My brother and I took my kids to Horton Bay to swim. It was Labor day and the water was as warm as it was in the middle of July. I sat on the dock, and thought of the stories my dad told me about his grandfather living there. Horton Bay was a little village with a general store and a church. The church I went to all those summers I stayed with my grandparents. My fathers grandfather was friends with Earnest Hemingway, who had a little place in Horton Bay. My great grandfather and Hemingway would sit on a dock and fish. And as I sat on that dock, I imagined them sitting there debating religion and politics as they often did. My great grandfather was a preacher, and Hemingway had his own ideas about religion, that often didn't sit well with his friend the preacher. But they found a friendship on that dock, despite the religious divide between them.
December ninth I sat in that church in Horton Bay and said goodbye to my grandfather. I listened to his pastor talk about what a great person he was. What a great witness to Christianity he was. How he touched the lives of all the people he came in contact with. But I what I remember about him was the fact that he was a silent man. He spoke with gestures, and kindness. And although he had the strongest faith of anyone I'd met, he never pushed it on anyone. His testimony lay in acts and service, and through those acts of selfless service, he spoke of how it was meant to be, to have God in your heart.

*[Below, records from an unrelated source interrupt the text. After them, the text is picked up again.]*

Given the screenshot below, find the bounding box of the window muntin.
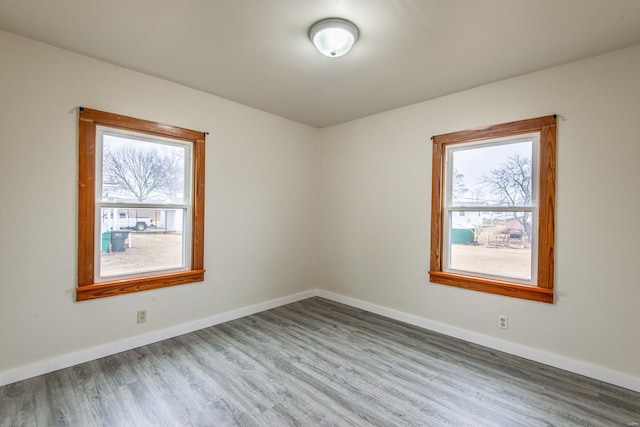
[76,108,205,300]
[429,116,556,302]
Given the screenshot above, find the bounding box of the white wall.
[319,46,640,384]
[0,32,318,383]
[0,27,640,389]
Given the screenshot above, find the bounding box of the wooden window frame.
[429,115,557,303]
[76,107,206,301]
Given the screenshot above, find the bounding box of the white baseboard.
[316,290,640,392]
[0,290,640,392]
[0,290,317,386]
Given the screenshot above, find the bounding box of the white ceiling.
[0,0,640,127]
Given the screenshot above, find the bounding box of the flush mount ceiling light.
[309,18,359,58]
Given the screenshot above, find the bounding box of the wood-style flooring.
[0,298,640,427]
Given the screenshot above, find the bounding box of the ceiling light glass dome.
[309,18,359,58]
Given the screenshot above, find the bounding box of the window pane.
[448,211,533,280]
[449,139,533,206]
[100,208,186,278]
[100,133,188,204]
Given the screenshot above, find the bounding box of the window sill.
[76,270,205,301]
[429,271,553,303]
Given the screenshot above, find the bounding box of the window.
[76,108,205,301]
[429,116,556,303]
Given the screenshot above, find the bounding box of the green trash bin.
[102,231,111,252]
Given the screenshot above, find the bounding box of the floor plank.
[0,298,640,427]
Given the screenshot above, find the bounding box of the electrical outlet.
[138,310,147,323]
[498,314,509,329]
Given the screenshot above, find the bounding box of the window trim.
[76,107,206,301]
[429,115,557,303]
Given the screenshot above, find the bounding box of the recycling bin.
[111,230,130,252]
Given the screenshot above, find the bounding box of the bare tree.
[482,154,533,241]
[103,145,168,202]
[163,149,184,200]
[451,169,469,199]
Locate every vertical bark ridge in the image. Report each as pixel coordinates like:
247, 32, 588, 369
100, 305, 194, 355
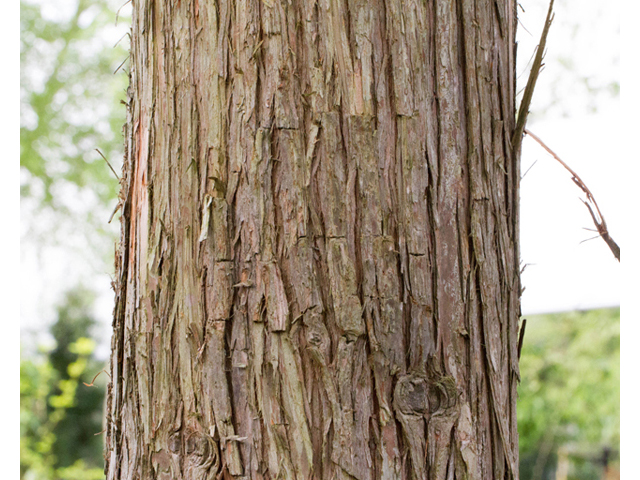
106, 0, 520, 480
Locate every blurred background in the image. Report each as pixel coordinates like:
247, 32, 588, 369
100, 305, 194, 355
20, 0, 625, 480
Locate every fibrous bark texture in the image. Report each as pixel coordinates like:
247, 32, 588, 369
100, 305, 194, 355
105, 0, 520, 480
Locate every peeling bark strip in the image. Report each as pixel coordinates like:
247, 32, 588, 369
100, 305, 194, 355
105, 0, 520, 480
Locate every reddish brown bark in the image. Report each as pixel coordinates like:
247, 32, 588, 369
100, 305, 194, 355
106, 0, 520, 480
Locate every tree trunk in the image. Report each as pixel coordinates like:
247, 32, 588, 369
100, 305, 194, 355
106, 0, 520, 480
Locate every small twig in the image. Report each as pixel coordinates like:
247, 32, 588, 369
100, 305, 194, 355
113, 55, 129, 75
524, 129, 620, 261
511, 0, 554, 158
96, 148, 120, 181
518, 318, 527, 361
520, 160, 538, 180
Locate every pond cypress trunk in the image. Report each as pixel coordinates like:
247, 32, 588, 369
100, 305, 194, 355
105, 0, 520, 480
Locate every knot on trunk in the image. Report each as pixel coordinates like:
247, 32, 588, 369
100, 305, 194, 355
393, 374, 429, 415
184, 431, 219, 469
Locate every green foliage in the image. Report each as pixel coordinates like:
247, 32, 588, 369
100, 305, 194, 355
518, 309, 620, 479
20, 289, 106, 480
20, 0, 127, 205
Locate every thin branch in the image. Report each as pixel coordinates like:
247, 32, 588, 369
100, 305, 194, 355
524, 129, 620, 261
511, 0, 554, 158
96, 148, 120, 181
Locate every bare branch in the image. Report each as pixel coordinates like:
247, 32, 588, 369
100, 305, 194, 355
524, 129, 620, 261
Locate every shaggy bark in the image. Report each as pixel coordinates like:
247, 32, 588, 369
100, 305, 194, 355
105, 0, 520, 480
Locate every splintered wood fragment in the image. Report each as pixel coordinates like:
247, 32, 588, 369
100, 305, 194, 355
524, 129, 620, 261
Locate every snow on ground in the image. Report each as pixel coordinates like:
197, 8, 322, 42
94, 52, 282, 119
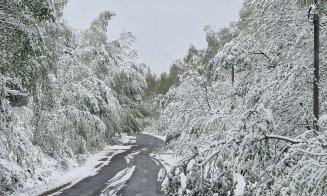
15, 134, 136, 196
124, 150, 142, 164
100, 166, 136, 196
141, 131, 167, 141
119, 133, 136, 144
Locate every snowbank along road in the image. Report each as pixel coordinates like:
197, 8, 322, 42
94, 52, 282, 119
60, 134, 163, 196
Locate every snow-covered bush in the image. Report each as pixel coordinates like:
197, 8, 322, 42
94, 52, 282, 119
158, 0, 327, 195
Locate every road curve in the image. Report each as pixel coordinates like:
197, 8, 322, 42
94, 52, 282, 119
60, 134, 163, 196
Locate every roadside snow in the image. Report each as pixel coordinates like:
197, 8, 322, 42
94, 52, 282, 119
15, 135, 136, 196
119, 134, 136, 144
141, 131, 167, 141
100, 166, 136, 196
125, 150, 142, 164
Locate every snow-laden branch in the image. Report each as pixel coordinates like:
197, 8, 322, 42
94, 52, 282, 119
263, 135, 305, 144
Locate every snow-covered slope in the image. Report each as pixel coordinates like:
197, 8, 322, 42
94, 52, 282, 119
158, 0, 327, 195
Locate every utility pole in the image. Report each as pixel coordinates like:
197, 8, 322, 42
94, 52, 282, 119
313, 0, 320, 131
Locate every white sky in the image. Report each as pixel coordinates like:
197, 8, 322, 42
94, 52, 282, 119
64, 0, 243, 74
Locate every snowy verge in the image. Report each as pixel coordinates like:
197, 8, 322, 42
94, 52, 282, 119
15, 135, 135, 196
141, 131, 167, 141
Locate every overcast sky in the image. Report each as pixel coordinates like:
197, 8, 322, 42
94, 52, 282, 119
64, 0, 243, 74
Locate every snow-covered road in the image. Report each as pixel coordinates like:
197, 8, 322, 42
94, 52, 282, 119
60, 134, 163, 196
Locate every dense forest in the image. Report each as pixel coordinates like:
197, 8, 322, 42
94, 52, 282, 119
0, 0, 147, 194
0, 0, 327, 196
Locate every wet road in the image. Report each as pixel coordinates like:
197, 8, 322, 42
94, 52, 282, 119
60, 134, 163, 196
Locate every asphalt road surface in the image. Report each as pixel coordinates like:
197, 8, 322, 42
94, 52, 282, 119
60, 134, 163, 196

I could see God all around me that Labor Day weekend as I wandered through his gardens. I could see how he nurtured all of the natural gifts that God gives us. I could feel his love for all things, both great and small, and in that garden I found solace for my heartache, for a life that was only lingering, and would leave in only three short years.
I think I said my goodbyes to him that weekend, and at that point, I distanced myself from his life. If I would have known how short those three years were going to be, I would have been present more in his life.
I learned about regret this year. I learned that I don't ever want to have that feeling again, and I learned that it is a hard thing to let go of; To forgive yourself for. I learned to see life as a fragile thing. A delicate flower, that at any moment could wilt, lose it's beauty and fragrance. But I also learned that even though my grandfather was dying, his passion and love were stronger than death. I could feel them in his presence. I could see life in his eyes, despite the lack of it in his body. I realized that it was God's presence in him that I was seeing. It was God waiting to take his child home. It was a proud father. Proud of his creation in this man. It was God's manifest love. It was in that moment that I realized that I still have so much more to learn from my grandfather. And he may never stop teaching me. What an amazing teacher he was. He taught me all these things that I hold so dear to my heart, without saying a word.